The story begins with a setting that could be almost anywhere, across the centuries. Quickly the reader collects tidbits and details that bring the character Rose and her place to life. Rose is intelligent but often makes decisions based upon emotion and then second-guesses her choices. Her self-confidence and self-doubt resonates with the reader. As she travels, she is a keen observer and one is able to collect these puzzle pieces of knowledge and quickly build an understanding of this strange land with currents of magic. As Rose puzzles out the politics and seeks to avoid her past (while relying on skills that could only be learned through her unique history), we relate to her stubborn unwillingness to be anyone’s pawn while desperately wanting a place to fit in, a place to relax. One cannot help but be amused by how, in her hopes to avoid being controlled, she is easily manipulated by the kind king and gruff but caring captain, albeit with their good intentions. Two stories are intertwined in this adventure tale, both to avoid an assasination and to avoid evil controlling magic, with hints of budding romance, and stoic, humorous characters to push the tales along.
This fantasy fiction relies upon the reader willing to accept that a young woman may have an understanding of many trades and skills from: spinning wool, traveling alone, hand-to-hand combat, short blade skill, assasination, trading/bartering, tracking, and her exploration of magic. The author also includes the self-doubt and small failures of Rose, keeping the character believable and the reader invested into Rose’s growth. There are many side stories to mimic the intertwining of real life and thus lead credibility to that which we know is not possible, like shadows speaking to us.
I enjoyed how the author created vivid sub characters that only appeared a few times, such as Luci or Archie. These characters were developed enough to have a strong presence, but not important enough to fill Rose’s time. Ms. Johanson has an excellent feel of how to weave in these smaller characters to mimic real life interactions amongst peers who are not close friends.

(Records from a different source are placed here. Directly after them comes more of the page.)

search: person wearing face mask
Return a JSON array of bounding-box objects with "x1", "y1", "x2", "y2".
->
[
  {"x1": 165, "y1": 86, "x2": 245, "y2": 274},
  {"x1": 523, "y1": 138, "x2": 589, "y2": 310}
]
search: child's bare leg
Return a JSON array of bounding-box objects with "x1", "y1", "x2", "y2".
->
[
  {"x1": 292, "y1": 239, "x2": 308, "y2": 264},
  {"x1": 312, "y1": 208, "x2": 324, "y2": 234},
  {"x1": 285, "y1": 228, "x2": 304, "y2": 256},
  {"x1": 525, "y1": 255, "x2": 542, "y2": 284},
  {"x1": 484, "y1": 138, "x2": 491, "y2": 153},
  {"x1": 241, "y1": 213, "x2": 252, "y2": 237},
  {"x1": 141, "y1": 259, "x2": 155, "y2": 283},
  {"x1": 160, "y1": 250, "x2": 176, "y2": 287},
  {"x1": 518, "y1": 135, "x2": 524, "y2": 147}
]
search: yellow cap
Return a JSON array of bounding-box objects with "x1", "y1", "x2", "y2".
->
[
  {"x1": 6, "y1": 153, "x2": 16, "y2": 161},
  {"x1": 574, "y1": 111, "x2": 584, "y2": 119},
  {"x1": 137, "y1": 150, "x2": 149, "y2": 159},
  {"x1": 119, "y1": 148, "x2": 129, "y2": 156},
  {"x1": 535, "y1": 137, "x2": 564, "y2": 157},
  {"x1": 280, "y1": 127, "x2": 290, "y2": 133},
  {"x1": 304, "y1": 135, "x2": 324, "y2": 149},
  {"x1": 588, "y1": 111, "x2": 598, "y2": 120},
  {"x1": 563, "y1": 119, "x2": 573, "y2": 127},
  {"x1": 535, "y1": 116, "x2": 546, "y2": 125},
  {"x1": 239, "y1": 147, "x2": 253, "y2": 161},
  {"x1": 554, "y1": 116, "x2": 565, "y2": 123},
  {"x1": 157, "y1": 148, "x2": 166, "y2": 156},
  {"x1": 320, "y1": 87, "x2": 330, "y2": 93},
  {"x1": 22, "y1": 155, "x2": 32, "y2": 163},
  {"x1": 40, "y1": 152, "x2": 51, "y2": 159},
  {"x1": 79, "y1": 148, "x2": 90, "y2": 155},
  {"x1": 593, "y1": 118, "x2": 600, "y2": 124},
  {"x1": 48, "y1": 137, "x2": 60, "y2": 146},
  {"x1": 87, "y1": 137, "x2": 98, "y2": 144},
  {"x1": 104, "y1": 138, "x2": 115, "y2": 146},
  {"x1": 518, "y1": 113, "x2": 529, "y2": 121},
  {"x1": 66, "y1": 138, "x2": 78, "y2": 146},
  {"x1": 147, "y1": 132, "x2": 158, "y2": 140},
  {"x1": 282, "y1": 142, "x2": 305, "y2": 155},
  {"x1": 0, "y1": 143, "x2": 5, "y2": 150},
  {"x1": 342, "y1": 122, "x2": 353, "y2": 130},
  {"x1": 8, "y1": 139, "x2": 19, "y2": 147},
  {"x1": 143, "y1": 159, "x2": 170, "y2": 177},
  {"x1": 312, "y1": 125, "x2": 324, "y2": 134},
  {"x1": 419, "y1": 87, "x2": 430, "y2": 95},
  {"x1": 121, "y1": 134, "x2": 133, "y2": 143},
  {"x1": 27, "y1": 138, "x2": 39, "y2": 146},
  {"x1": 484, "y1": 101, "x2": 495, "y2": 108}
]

She also offers depth to characters by referencing past history and interactions without long drawn out descriptions.
I would recommend this book for older students or young adults. There is description of violence, both face-to-face and surprise-from-behind attacks. There is brief but graphic descriptions of the assaults and the after effects. There is no direct sexuality in the book though there are references to romantic relationships. There is a small amount of swearing. I enjoyed this book and look forward to reading a sequel.